SecureState Blog

Read SecureState's award winning blog.

In early June, the United State Office of Personnel Management (OPM) announced that it had been the victim of what is probably the worst hack in U.S. history. OPM manages the personal data of millions of Federal employees going back at least 30 years. OPM’s role as a high impact target of Federal data should have meant that they had stringent security controls in place to minimize data loss. Unfortunately, hackers were able to compromise between 18 and 32 million records containing sensitive personal information. These records include information on sexual, medical, and psychiatric history; family member personal information; debts; and other material that could be used to blackmail a Federal employee. Unfortunately, outdated security programs are not unique to OPM and are a systemic problem among Government agencies and private industry. Based on the limited information released by OPM, SecureState believes the following shortcomings were significant contributors to the breach and that all organizations should ensure they can prevent similar attacks.

Lack of Data Understanding

OPM Director Katherine Archuleta has been a little cagy regarding the number of records obtained by hackers. Although OPM is trying to protect itself until an exact number can be determined, nailing down an exact number seems to be proving difficult. This is likely due to the fact that OPM does not fully understand the types of data it is holding, its classification, and where the data is located. Due to the inter-connectivity between different systems and business processes, data probably resides in systems, applications, databases, and file shares that OPM does not even realize are not providing the necessary information protection, authentication, and confidentiality. In particular, the Federal Government has shown an inability to properly control who has access to sensitive data. For example, the White House estimated that 134,280 federal accounts have privileged access to various systems.

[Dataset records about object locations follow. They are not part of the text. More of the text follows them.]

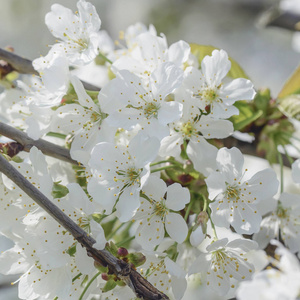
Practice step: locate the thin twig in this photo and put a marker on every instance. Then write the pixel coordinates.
(24, 66)
(46, 147)
(141, 287)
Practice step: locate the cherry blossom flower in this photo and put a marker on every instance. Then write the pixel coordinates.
(193, 127)
(119, 173)
(284, 220)
(79, 33)
(149, 52)
(235, 197)
(274, 284)
(208, 89)
(85, 121)
(156, 213)
(137, 103)
(165, 274)
(225, 264)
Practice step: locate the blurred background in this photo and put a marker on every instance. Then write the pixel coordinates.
(265, 54)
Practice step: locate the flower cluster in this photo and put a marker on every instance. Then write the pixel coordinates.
(152, 175)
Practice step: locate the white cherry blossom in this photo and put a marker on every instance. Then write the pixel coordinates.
(193, 127)
(85, 121)
(78, 33)
(146, 105)
(283, 221)
(208, 88)
(225, 264)
(235, 196)
(119, 173)
(149, 52)
(155, 215)
(165, 274)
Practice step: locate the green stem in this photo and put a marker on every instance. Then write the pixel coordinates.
(88, 285)
(120, 244)
(280, 161)
(114, 232)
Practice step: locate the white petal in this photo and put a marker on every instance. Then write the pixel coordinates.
(203, 155)
(155, 188)
(165, 79)
(150, 148)
(177, 197)
(197, 237)
(238, 89)
(179, 52)
(215, 67)
(169, 112)
(176, 227)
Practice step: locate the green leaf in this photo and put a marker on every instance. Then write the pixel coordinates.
(247, 115)
(200, 51)
(262, 100)
(110, 284)
(59, 190)
(290, 106)
(292, 85)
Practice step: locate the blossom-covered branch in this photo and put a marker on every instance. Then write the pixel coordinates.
(133, 279)
(24, 66)
(46, 147)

What can you do to protect your organization?

A misunderstanding of data is an issue that SecureState encounters at many organizations. All organizations should maintain at least a basic understanding of where their data resides, how it interconnects, who has access, and protections in place. This is especially crucial for organizations trying to maintain regulatory compliance, such as PCI or HIPAA.

Flat Network

Based on SecureState’s experience, a flat network probably went hand-in-hand with a lack of data awareness to ensure that the OPM breach was as devastating as possible. The hackers were able to infiltrate a Government contractor’s systems and pivot to OPM’s personnel records and the system holding background check investigation data. These systems should have been segmented on separate networks or VLANs protected behind firewalls to prevent to ensure that access to one area of the network did not mean a resource or user would have access to the entire network (which does not appear to have been the case.

What can you do to protect your organization?

Once your organization understands its data flow, you should review your current controls to ensure that they are effectively segmenting data and limiting the possibility of information exposure. You should also ensure that your organization has an effective patch management policy that accounts for every system.

Out-of-Date Architecture

Out-of-date systems and architecture is a common problem for many of SecureState’s customers, but it is even worse at Federal Government agencies. OPM is still running systems based on Windows XP for which Microsoft officially ended support on April 8th of last year. Presumably, the government has been giving large amounts of money to Microsoft for additional extended support. In addition to outdated operating systems, OPM had numerous systems running mainframe applications running on COBOL code that had not been updated in over 15 years. The out-of-date systems contributed to OPM’s inability to encrypt sensitive files, making them much easier for hackers to obtain. The OPM released a list of actions that it plans to take to modernize its security program. OPM’s goal to migrate to a new IT environment stands out as the biggest hurdle. If OPM does not have simple security best practices in place, how can they expect to securely handle migrating an entire environment? It looks like an independent inspector general’s office at OPM came to the same conclusion. Hopefully, the OPM takes the IG’s report and increased Congressional scrutiny to heart and approaches its infrastructure with a renewed emphasis on change management and security best practices.

What can you do to protect your organization?

SecureState encounters a lot of organizations that are using vulnerable legacy systems, especially Windows XP (and very soon, Windows Server 2003). Unless you are shelling out the big bucks for specialized Microsoft support, your Windows XP-based systems are highly vulnerable to an attack.

Inadequate Security Monitoring and Vendor Management

One of the most damning reveals following the breach was that OPM has admitted that less than half of its major IT systems are protected by a security information and event management (SIEM) solution. Of 47 major systems, 25 are managed by contractors with no security monitoring from OPM. Many of OPM’s systems did not undergo any security testing, or testing did not occur frequently enough.

What can you do to protect your organization?

Your organization can minimize similar vulnerabilities through the two “VMPs”: Vulnerabilityand Vendor Management  Programs. A vulnerability management program will ensure that systems are continuously identified, classified, assessed for vulnerabilities, and remediated for vulnerabilities. Vendor management ensure that your vendors with access to critical systems and data maintain the same strict security controls that you do.

Although your organization may not handle records as numerous or sensitive as OPM, you should still be aware of what that data is, how it is being protected, and who is accessing it. If there is a silver lining to the OPM breach, it is that organizations may recognize their own information security vulnerabilities and take proactive steps to prevent attacks.